The MFT-PN in Programmable Hardware: We implement the MFT-PN on the BMV2 switch in this paper. Although the BMV2 switch has similarities in programming implementation with programmable hardware, it is still insufficient to evaluate the performance of MFT-PN. As the next step of our work, we will implement the MFT-PN on programmable hardware and evaluate the resource overhead (i.e., register resources, flow table storage resources), packet resubmission latency, and switching latency of the MFT-PN.
Standardization of failure tolerance mechanism: The implementation of the MFT-PN demonstrates that the collaboration between the control plane and programmable data plane can achieve efficient failure recovery. However, the deployment of the MFT-PN in actual networks still faces many unresolved issues. For example, a standardized definition of backup path fields, backup path IDs management, including distribution and recycling of path IDs, etc.
8. Conclusions
The Polymorphic Network adopts field-definable network baseline technology to enable various network modalities to be processed in custom message formats, routing protocols, switching methods, forwarding logic, etc. In response to the low efficiency of current reactive strategies and the high cost of failure recovery of proactive strategies, we introduce the Polymorphic Network architecture and technical features, and propose an efficient multi-topology failure tolerance mechanism named MFT-PN. The MFT-PN utilizes the fully programmable capability of the data layer to embed a failure recovery function into the packet processing logic to enable network elements to quickly respond to node or link failures, ensuring the efficiency of failure recovery. Meanwhile, the MFT-PN adopts the caching capability of the Polymorphic Network to store backup path information. When a failure occurs, the network element pushes the backup path information in the form of segment labels into the packet header, greatly reducing the storage resource overhead of the flow table entry.

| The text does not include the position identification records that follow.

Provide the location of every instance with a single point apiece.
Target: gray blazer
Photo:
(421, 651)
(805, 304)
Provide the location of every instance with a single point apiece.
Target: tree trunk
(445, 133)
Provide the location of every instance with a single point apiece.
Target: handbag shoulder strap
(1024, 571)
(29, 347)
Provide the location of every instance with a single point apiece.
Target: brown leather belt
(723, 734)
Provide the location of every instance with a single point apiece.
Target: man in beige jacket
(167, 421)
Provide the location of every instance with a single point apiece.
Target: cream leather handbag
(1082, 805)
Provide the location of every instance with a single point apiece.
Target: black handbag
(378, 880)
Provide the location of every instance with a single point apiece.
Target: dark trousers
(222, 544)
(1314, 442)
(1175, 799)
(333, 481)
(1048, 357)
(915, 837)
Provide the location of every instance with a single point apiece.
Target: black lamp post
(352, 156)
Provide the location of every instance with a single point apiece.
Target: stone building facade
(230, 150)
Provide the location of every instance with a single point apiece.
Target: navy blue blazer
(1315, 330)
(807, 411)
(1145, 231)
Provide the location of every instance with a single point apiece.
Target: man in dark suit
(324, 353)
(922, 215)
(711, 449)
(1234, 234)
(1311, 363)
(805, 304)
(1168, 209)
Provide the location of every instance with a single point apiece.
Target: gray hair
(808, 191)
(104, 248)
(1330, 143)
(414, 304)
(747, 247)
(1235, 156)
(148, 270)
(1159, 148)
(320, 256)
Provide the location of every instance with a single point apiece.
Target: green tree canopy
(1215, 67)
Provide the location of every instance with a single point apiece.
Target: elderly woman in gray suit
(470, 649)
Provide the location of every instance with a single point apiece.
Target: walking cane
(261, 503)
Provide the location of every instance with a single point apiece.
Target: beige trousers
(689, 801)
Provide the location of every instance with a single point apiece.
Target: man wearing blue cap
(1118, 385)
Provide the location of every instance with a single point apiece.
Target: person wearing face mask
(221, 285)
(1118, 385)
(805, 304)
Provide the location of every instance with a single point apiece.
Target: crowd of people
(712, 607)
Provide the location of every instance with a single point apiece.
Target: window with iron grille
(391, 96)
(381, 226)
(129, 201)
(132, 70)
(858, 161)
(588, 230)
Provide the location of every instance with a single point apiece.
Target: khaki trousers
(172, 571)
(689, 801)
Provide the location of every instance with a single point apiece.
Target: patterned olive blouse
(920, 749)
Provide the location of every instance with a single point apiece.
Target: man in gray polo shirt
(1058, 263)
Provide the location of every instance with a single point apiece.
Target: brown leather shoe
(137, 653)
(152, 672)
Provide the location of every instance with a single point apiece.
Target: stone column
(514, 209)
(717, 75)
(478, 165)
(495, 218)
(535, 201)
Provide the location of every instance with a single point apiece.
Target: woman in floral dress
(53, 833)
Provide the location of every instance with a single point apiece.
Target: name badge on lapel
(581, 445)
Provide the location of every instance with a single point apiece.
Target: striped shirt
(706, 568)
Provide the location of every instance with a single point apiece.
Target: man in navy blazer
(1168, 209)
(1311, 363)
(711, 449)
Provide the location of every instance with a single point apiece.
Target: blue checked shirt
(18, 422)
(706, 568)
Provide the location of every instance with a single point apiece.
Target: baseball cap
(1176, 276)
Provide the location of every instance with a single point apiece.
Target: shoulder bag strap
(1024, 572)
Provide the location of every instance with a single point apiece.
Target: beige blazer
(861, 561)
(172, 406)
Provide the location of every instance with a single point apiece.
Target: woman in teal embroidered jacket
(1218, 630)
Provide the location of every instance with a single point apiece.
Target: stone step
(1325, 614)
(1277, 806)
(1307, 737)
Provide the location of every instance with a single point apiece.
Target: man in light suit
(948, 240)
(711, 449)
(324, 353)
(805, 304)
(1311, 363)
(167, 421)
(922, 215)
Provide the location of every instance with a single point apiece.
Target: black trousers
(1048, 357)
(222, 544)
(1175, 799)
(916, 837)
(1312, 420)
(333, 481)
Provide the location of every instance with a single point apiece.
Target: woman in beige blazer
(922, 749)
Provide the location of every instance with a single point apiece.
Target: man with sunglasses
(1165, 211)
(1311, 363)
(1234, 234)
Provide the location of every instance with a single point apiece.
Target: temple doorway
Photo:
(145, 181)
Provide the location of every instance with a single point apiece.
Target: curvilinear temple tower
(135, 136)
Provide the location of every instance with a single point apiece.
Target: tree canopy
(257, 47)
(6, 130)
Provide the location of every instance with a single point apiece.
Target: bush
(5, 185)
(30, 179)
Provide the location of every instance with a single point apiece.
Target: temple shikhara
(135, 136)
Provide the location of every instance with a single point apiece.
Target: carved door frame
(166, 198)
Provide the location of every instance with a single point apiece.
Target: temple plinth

Finally, we design a loop-free link backup algorithm based on multi-topology at the control layer. This algorithm generates multiple logical topologies based on the reliability requirements of diverse scenarios and provides different levels of failure recovery strategies for different network scenarios, greatly improving the network’s ability to cope with multiple failures. The experimental results show that the MFT-PN proposed in this paper ensures a lower failure recovery time, greatly reduces flow table storage resources overhead, and can effectively cope with scenarios where multiple failures occur simultaneously, greatly improving the robustness of the network.